Honestly, and speaking candidly, I see absolutely no evidence of any change doing anything like that at all. What I see, and what I am led to believe is the case, is we have a group of men who have had to be treated like children to get them to pull their collective fingers out. Not all, but some.

That, following a period where the manager did what would be expected at a new club and allowing the players to prove their professional natures, things have proven that maybe some of these people clearly can’t be expected to respond.

That Lerner’s absence had left part of the dressing room in a scene akin to that of William Golding’s Lord of the Flies, with players doing what they liked whilst getting paid through the nose just for them turning up to play football or, in some cases, not even doing that and, instead, showing us their best mannequin impressions.

Sadly, it has taken a real ear bending to get some of these players to actually do as they are told.

Such an indictment isn’t more rope to hang the manager, it just goes to show that the environment Alex McLeish has had to deal with is far from a placid lake, and more like the occasional choppy sea.

I’ll add now, before it is even suggested that I am even implying such a thing, that I don’t mean in any sense that McLeish has lost, will lose, or has ever lost, the dressing room. What I am saying here is that there are players who have had to be given the proverbial kick up the backside to get them playing as players. The very fact any manager, McLeish or A N Other, has had to do this is hardly inspiring.

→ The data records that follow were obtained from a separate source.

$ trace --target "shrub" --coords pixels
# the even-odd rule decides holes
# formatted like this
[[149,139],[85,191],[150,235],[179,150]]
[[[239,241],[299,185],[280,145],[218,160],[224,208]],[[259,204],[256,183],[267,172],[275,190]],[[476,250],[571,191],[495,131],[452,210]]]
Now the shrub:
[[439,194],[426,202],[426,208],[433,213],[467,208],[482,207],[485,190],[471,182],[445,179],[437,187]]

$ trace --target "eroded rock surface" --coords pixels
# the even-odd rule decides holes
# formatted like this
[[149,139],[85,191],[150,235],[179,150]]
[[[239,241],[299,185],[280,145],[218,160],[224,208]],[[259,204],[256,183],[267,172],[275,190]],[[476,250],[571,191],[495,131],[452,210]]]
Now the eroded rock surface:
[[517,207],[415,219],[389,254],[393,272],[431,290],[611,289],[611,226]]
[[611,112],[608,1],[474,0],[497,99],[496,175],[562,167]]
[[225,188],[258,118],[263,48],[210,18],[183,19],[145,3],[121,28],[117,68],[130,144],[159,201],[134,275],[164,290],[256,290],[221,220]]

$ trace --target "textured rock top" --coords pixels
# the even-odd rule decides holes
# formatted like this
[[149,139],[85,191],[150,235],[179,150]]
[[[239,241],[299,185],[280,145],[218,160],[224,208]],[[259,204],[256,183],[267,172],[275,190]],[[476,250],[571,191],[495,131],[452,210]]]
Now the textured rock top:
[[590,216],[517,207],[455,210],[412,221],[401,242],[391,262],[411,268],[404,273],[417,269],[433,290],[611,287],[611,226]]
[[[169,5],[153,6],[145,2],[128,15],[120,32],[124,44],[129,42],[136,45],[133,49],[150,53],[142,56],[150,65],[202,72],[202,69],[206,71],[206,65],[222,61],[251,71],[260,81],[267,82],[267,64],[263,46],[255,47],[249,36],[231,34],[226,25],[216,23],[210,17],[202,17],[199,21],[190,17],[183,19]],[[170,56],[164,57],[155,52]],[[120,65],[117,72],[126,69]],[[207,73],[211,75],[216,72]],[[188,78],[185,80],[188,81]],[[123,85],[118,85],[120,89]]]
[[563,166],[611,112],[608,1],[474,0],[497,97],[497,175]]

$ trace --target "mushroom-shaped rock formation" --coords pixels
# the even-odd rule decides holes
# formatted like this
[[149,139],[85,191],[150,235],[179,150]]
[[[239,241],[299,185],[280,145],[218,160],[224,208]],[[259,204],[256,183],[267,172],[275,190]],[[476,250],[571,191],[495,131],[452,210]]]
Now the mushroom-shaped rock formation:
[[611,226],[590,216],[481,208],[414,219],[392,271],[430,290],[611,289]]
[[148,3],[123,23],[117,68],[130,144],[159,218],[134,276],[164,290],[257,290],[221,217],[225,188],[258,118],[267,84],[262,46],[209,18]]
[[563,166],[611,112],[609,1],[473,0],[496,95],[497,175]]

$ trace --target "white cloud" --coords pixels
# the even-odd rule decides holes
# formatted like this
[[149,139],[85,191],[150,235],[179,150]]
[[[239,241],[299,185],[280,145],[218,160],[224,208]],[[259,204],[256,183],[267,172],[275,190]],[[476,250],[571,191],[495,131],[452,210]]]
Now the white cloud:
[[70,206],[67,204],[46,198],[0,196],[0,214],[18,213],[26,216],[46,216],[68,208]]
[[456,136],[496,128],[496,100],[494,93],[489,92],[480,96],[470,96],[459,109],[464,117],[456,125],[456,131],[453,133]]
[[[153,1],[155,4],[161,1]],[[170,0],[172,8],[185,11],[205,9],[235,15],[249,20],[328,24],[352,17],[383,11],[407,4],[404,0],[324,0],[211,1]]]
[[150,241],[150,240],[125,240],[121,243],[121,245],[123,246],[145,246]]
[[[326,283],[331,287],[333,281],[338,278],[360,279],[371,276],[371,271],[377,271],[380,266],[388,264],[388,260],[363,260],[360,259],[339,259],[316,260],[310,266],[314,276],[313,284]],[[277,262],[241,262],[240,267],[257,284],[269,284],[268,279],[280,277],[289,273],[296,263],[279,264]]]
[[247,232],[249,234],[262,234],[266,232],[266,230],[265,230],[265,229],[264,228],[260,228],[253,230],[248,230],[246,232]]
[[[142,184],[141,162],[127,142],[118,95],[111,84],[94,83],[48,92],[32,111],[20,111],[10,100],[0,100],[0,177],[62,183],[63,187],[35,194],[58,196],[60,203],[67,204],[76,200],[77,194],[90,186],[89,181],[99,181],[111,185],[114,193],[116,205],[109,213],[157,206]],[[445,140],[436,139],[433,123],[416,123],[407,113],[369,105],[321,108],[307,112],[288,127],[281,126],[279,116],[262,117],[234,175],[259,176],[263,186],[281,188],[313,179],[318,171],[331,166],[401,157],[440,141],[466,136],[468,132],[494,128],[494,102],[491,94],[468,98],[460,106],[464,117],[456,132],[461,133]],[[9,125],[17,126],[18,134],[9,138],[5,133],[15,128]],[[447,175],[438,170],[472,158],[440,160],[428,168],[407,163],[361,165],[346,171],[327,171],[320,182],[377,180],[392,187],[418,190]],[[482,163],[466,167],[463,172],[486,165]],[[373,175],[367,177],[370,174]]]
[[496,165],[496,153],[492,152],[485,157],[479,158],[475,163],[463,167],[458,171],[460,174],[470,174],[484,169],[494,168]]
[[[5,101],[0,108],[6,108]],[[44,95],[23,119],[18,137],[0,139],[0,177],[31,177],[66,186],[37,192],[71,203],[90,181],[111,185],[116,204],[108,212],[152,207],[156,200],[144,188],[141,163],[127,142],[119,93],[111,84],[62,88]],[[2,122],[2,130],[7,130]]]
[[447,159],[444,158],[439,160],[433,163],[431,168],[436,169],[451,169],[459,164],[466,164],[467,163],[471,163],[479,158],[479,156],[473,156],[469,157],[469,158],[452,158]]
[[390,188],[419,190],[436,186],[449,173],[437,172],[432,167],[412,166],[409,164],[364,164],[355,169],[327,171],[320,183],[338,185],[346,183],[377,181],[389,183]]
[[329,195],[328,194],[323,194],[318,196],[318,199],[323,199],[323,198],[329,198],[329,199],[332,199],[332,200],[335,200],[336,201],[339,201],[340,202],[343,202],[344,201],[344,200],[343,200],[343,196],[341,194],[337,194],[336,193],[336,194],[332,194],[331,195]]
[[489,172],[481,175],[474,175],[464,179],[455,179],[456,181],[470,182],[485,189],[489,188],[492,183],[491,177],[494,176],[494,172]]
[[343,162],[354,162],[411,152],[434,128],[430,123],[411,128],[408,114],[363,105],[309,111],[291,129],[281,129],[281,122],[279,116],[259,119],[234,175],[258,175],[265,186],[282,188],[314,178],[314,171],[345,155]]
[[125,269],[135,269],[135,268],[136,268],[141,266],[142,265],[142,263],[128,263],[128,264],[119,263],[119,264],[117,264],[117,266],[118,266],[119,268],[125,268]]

If you can’t enact tactics that are drilled into you by a guy who treats you kindly and, arguably, with more respect than you actually deserve, then you’d better be prepared for a bit of a change of tactics. That is hardly a big ask in order to earn the tens of thousands of pounds you have going into your bank every week. For McLeish, the advice to players is simple – sort yourselves out or see yourselves shipped out.

On the face of such a brutally honest statement, I find it unlikely to believe that any fan would do anything other than commend a manager for taking such a step. Villa players should, in all reality, have professionalism and a desire to play football as basic tenets of being a professional footballer at a professional football club.

The recent upturn in fortunes may be attributed to many things. The fact is that part of the reason for the change is that the players now know who is boss. Long may that continue.

Managers get things right and wrong. Nobody is infallible but, for Villa, having players doing what they are told is a small step in the right direction. Maybe January will provide the resources and time to ensure that Villa can continue to move forwards. They already have since last year, even if it doesn’t seem that way.